Subjects should be able to ask what personal data companies are storing and why that data is needed. You’ll need to be able to relay this information while giving them the chance to opt-out.
Data Storage and Processing
The controllers and processors of data processing operations must create a record of all processing activities that they partake in. If your data processing operations are expected to continue past May 25th, 2018, all activities have to be recorded from that date onwards.
Purpose and Limitation
You must disclose the purpose of the data you’re using, although you don’t necessarily need consent when it comes to providing a service that is a legitimate interest of the individual. For instance, if a brand has a direct benefit, online marketing can count as a legitimate interest.
Security
Companies must have a security certification that is not just a listing from a self-certifying body. A certification badge on a website is not enough to prove that you’re actually compliant with the new data protection laws.
You must have a European certification and a security badge that will work for your company; these have to be certified by an expert or legal counsel.
A risk analysis must also be carried out for your processing activities too.
This is meant to help you determine the security measures that need to be implemented to be sure that you meet the requirements of the law.
Accuracy
Any data collected should be accurate.
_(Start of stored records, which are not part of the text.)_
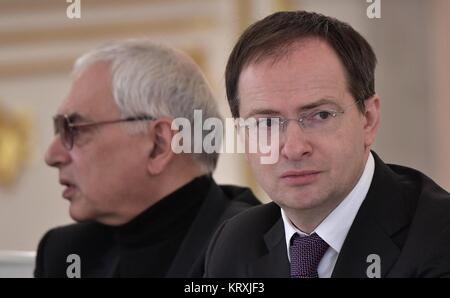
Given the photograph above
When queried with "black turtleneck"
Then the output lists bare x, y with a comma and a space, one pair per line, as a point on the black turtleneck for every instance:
146, 246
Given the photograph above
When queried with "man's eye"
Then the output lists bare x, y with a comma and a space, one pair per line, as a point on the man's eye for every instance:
322, 115
266, 122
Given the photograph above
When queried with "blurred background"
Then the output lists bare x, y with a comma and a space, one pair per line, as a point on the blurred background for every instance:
39, 43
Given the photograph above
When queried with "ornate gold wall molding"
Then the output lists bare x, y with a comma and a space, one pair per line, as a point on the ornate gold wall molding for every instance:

This can be done by an appointed data protection officer, or by trained employees who are considering how the data is being collected and what it will be used for.
Accountability
Everything must be accounted for when it comes to people’s data. The new requirements for the transparency of processing mean that all data should be accounted for and any mediums used to collect data should be made clear to the individual.
Information clauses should be published on your website to keep you accountable.
End of the Relationship
If a subject does not want to continue to have their data used or does not want to contribute data, they must have the opportunity to opt-out. This can be a simple “unsubscribe” button or an opt-out page.
Retention
If you’re continuing to obtain data with the implementation of the GDPR, the privacy of the subject is a main concern.
This means that to retain your data, you must redo consent and must conduct a data protection impact assessment of the processing operations.
People can also do a double opt, meaning that even when they agree to have their data collected, they will also have to respond to an email to confirm.
Deletion
Since the subject has the power to opt-out and must know what their data is being used for, they also have the right to have their data deleted.
Databases have to be cleared out with the implementation of the GDPR to be sure that all regulations are met. In other words, data not in compliance will be deleted.
GDPR summary
The GDPR will be enforced fully in the coming months, meaning that companies have been scrambling in an attempt to be sure they meet data regulations.
Marketers need to consider how data will be collected, what it will be used for and what information they need to be transparent.
Before the GDPR is enacted fully, it’s best for marketers and companies to consider these points to see how the GDPR will affect marketing in the UK.